Methods: Using longitudinal data from the Catalan public health system (2014-2020), we analyzed a cohort of individuals older than 65 years to analyze associations among sociodemographic characteristics, health care system access, and low-acuity ED visits. Low-acuity visits were defined by specific ICD-10 diagnoses selected based on aliterature review. Econometric models, including Poisson and Negative Binomial regressions were used to control for time-related factors (eg, holidays, weekends) and health care supply-side variables (eg, access to primary care).

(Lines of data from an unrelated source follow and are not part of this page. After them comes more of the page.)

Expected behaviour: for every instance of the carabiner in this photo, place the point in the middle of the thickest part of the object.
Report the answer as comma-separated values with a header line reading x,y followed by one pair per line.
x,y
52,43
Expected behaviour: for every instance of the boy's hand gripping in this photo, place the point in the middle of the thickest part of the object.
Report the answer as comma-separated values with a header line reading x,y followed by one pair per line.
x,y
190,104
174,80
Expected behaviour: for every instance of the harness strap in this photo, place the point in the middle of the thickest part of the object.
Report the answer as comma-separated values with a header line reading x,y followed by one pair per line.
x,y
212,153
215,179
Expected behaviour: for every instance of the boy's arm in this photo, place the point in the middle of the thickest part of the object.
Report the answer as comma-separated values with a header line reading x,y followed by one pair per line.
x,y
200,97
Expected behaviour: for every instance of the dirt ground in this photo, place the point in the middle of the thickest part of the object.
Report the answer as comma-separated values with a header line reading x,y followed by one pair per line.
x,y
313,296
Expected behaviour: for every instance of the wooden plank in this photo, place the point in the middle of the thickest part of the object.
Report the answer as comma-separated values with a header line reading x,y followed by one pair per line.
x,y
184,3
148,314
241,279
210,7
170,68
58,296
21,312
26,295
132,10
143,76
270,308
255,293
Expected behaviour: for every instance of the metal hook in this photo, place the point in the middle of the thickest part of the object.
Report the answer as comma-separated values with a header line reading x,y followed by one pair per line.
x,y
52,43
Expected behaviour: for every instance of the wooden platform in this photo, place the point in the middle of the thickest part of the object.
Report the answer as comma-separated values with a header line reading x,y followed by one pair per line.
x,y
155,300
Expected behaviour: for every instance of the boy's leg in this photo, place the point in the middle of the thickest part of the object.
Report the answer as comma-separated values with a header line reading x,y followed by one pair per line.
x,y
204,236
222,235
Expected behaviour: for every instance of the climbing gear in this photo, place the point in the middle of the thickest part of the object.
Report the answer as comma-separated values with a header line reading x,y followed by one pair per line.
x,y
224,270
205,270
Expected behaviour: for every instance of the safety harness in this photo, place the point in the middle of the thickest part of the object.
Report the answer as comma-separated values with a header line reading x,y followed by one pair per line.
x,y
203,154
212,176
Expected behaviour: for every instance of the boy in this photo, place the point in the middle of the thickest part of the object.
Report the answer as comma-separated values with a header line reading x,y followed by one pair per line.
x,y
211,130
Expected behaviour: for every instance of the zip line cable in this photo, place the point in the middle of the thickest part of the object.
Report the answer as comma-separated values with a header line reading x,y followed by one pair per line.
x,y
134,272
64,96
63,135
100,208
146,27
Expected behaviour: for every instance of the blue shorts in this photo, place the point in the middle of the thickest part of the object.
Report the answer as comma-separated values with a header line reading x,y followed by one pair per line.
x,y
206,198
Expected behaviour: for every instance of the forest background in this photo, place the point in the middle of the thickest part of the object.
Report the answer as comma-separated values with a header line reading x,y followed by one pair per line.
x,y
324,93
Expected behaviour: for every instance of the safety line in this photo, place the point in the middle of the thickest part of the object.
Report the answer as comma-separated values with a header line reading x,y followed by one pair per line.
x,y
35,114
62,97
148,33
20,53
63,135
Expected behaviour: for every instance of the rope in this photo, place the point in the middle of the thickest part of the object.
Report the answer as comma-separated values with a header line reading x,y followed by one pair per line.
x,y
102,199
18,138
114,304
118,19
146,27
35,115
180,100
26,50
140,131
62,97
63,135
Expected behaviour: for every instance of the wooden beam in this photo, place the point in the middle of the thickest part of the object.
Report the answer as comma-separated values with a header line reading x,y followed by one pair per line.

Results: Chronic diseases were not significantly associated with higher rates of low-acuity ED visits, suggesting that older adults with chronic conditions don't necessarily rely on EDs for their care. Individuals with higher incomes were less likely to use EDs. Nationality (which may reflect cultural factors, among others) also influenced the number of ED visits, as did hospital complexity. More complex hospitals recorded higher rates of low-acuity visits, leading to increased costs. Periods of peak influx for low-acuity visits were identified, suggesting that extended primary care hours could reduce pressure on EDs.
Conclusions: The study highlights the role of health care access, income, and demographic factors in the use of lowacuity EDs among older adults. Strategies to optimize primary care access and redirect non-urgent cases to lower-cost centers could help reduce ED saturation and improve resource allocation, especially during periods of high demand.